Muhammad Ali vs. Sonny Liston
St. Dominick's Arena, Lewiston, Maine, May 25, 1965

There's no sport I enjoy photographing as much as boxing. The atmosphere of a big-time fight--the crowd, the fashion show, all the celebrities--is electric. When you're shooting ringside, you feel what the fighters feel, hot under the overhead ring lights, squeezed in between the other photographers, all of us pressed up to the apron. When a fighter is against the ropes, you're so close that even with a wide-angle lens, you've got to lean back to get the fighters in frame. Over the last 42 years, I've shot almost every major fight and every major fighter, from Sugar Ray Robinson and Floyd Patterson, to Joe Frazier and George Foreman, to Mike Tyson and Evander Holyfield, to Sugar Ray Leonard and Oscar de la Hoya. Promoter Don King has been one of my best subjects; he never met a camera he didn't love, especially mine. But my favorite subject, no matter what the sport, was and still is Muhammad Ali.

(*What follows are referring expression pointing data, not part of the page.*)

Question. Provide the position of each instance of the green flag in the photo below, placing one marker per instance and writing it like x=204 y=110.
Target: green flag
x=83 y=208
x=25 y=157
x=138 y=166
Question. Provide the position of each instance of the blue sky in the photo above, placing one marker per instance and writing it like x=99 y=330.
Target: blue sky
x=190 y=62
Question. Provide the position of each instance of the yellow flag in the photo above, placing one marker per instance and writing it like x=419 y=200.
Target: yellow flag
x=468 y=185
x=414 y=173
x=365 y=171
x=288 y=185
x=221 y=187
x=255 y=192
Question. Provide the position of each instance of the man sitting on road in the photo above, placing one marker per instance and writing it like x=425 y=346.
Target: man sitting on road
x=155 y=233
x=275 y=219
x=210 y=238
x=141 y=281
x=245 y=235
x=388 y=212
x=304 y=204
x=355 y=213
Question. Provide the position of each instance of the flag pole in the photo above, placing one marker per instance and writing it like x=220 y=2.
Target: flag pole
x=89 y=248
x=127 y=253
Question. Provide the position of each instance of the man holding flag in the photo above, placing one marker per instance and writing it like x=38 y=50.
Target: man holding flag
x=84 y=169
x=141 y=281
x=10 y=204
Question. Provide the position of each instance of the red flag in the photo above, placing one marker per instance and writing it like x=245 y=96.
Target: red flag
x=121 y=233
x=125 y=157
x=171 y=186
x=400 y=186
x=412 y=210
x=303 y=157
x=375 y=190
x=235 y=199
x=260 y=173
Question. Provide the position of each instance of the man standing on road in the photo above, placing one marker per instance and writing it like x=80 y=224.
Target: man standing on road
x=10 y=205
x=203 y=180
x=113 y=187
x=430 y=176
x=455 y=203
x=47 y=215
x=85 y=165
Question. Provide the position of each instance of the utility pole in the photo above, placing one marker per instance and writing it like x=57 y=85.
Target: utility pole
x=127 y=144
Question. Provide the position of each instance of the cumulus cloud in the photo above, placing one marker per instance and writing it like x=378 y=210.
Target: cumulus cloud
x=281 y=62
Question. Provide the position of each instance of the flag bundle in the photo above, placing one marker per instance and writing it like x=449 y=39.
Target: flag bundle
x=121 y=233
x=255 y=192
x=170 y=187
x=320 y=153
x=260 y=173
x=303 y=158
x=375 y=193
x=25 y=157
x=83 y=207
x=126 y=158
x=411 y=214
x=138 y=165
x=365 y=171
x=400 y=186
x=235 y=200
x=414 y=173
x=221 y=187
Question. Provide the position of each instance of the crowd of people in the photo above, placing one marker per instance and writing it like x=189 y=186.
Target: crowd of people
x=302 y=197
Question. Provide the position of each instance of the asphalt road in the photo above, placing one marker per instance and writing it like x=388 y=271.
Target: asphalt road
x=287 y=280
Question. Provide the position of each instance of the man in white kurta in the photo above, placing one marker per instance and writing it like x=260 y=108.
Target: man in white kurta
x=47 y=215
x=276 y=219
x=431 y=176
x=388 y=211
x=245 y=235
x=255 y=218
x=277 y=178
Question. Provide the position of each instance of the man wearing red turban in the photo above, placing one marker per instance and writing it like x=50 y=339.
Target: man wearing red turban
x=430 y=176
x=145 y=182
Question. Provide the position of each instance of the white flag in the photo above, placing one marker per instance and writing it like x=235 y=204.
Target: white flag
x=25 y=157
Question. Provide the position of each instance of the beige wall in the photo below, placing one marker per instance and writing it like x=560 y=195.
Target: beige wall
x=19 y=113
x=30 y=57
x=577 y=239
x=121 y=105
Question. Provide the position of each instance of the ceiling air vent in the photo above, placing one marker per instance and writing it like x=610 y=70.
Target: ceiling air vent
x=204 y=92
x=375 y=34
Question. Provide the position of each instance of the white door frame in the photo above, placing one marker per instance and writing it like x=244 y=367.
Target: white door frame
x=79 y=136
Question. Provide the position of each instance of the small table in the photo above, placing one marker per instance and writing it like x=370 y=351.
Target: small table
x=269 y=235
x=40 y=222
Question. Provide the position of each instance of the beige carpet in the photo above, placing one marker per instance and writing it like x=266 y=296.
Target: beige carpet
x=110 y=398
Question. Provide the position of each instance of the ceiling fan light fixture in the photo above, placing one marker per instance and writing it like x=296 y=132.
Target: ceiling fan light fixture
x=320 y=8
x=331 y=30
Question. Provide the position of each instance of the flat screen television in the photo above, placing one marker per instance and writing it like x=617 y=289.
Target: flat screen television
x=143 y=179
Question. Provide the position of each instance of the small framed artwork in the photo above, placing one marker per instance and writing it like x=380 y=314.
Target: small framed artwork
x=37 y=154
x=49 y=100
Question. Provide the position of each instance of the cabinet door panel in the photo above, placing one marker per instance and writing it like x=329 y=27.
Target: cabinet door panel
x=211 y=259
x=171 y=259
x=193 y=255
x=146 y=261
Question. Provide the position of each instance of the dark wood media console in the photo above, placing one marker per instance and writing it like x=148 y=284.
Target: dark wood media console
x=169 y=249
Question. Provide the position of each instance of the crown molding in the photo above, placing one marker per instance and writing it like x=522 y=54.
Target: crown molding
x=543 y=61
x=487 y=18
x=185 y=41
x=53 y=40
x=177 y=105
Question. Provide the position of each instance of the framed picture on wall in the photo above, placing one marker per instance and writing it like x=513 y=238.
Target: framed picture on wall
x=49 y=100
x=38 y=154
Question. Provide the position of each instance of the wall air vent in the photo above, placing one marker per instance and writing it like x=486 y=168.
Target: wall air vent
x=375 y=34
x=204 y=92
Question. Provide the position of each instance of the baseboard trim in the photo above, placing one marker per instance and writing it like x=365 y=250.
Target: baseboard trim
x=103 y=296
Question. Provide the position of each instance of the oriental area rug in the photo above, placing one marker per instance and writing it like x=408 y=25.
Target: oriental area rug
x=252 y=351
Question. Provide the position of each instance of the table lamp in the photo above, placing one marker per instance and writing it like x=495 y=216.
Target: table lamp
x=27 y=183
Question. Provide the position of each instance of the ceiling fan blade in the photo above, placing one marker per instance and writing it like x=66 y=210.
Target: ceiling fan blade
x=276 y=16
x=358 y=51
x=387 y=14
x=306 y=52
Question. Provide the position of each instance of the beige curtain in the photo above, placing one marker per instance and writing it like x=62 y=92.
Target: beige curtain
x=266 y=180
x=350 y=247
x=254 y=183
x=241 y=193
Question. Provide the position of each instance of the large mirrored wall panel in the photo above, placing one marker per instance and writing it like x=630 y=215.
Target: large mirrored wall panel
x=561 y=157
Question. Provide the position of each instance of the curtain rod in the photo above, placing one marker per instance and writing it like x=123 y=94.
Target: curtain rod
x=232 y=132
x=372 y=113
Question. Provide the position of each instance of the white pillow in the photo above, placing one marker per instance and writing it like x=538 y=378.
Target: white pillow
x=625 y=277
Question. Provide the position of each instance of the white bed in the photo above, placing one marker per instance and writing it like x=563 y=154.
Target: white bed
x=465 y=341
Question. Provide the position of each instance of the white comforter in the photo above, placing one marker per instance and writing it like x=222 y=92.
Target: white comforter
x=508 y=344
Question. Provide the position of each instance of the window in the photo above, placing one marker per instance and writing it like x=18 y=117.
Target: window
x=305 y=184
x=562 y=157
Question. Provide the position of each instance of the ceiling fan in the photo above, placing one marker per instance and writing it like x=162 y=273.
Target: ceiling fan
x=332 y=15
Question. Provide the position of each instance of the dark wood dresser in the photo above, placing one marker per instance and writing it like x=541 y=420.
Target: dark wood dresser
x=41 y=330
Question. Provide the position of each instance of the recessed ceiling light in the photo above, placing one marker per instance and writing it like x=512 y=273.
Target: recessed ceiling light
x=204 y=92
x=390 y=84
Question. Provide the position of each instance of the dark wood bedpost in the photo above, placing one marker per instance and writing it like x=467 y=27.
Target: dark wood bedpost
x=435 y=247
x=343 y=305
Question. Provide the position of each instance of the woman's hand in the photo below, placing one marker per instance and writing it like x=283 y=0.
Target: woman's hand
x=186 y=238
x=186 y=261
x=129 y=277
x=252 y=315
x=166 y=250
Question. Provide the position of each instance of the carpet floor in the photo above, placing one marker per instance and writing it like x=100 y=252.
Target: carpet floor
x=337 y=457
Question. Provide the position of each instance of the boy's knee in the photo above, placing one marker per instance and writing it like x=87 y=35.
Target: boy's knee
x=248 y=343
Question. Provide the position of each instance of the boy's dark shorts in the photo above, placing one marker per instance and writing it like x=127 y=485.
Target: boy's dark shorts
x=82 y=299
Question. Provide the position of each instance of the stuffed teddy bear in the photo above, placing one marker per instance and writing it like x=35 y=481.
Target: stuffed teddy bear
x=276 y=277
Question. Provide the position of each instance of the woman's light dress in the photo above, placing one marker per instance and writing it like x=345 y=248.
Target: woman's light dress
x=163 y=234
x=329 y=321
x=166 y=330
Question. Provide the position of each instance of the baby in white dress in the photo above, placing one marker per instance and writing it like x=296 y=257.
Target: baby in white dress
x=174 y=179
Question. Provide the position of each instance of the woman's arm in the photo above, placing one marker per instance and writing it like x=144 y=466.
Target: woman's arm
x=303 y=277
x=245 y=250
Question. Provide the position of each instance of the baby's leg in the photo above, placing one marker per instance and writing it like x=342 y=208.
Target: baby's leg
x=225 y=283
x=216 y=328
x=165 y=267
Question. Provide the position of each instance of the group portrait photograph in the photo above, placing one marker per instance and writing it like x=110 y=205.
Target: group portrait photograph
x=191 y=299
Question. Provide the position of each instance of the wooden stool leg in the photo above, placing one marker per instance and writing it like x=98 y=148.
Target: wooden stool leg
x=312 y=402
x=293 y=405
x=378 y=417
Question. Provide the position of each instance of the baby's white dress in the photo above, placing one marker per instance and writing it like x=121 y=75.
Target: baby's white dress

I took my most famous picture on May 25, 1965, when Ali stopped Sonny Liston with one punch in the first round of their heavyweight championship fight in Lewiston, Maine. When Sports Illustrated published its special issue, "The Century's Greatest Sports Photos," my picture of Ali standing over Liston was the cover, and I was honored and thrilled by SI's choice. "It is a great picture of a key moment, filled with emotion and destined to remain etched in the minds of its viewers," says Steve Fine, SI's director of photography. "You can describe this picture to someone, without showing it to them, and they know exactly what you're talking about. It's a true icon of sports photojournalism." This image represents the way people want to remember Ali: strength, confidence and braggadocio. A two-minute fight might be a major disappointment for the fans, but for a photographer, it doesn't matter whether it goes 15 rounds or 15 seconds. All any editor ever expected from me was a great knockout picture. In Lewiston, the knockout happened exactly where I wanted it to, and my only thought was, "Stay right there, Sonny! Please don't get up!"

Part of being a great photographer is being lucky enough to be in the right spot at the right time like I was, but a more important part is not missing when you're in that spot. I got very lucky at the Ali-Liston fight, but what I'm proudest of is that I didn't miss. It's always assumed that the Ali-Liston picture is my favorite. Not so--I took my all-time favorite picture at another Ali fight one and a half years later. Photographers had mounted cameras on the light rigging above the ring before, only they had pointed them down, from the corners, so that they could capture the fighters' facial expressions. Because the lighting rig was usually only about 20 feet above the canvas, even the widest of wide-angle lenses wouldn't allow you to capture the whole ring. But the Ali-Cleveland Williams fight was in the Astrodome, where for the first time, the rig would be about 80 feet up, so it wouldn't block the sightlines of spectators in the upper deck. I realized at that height, you could get the entire ring in the picture, and that it would be perfectly square. Ali-Williams is my personal favorite picture, but I know that 100 years from now, Ali-Liston is the one picture that everybody will remember me by.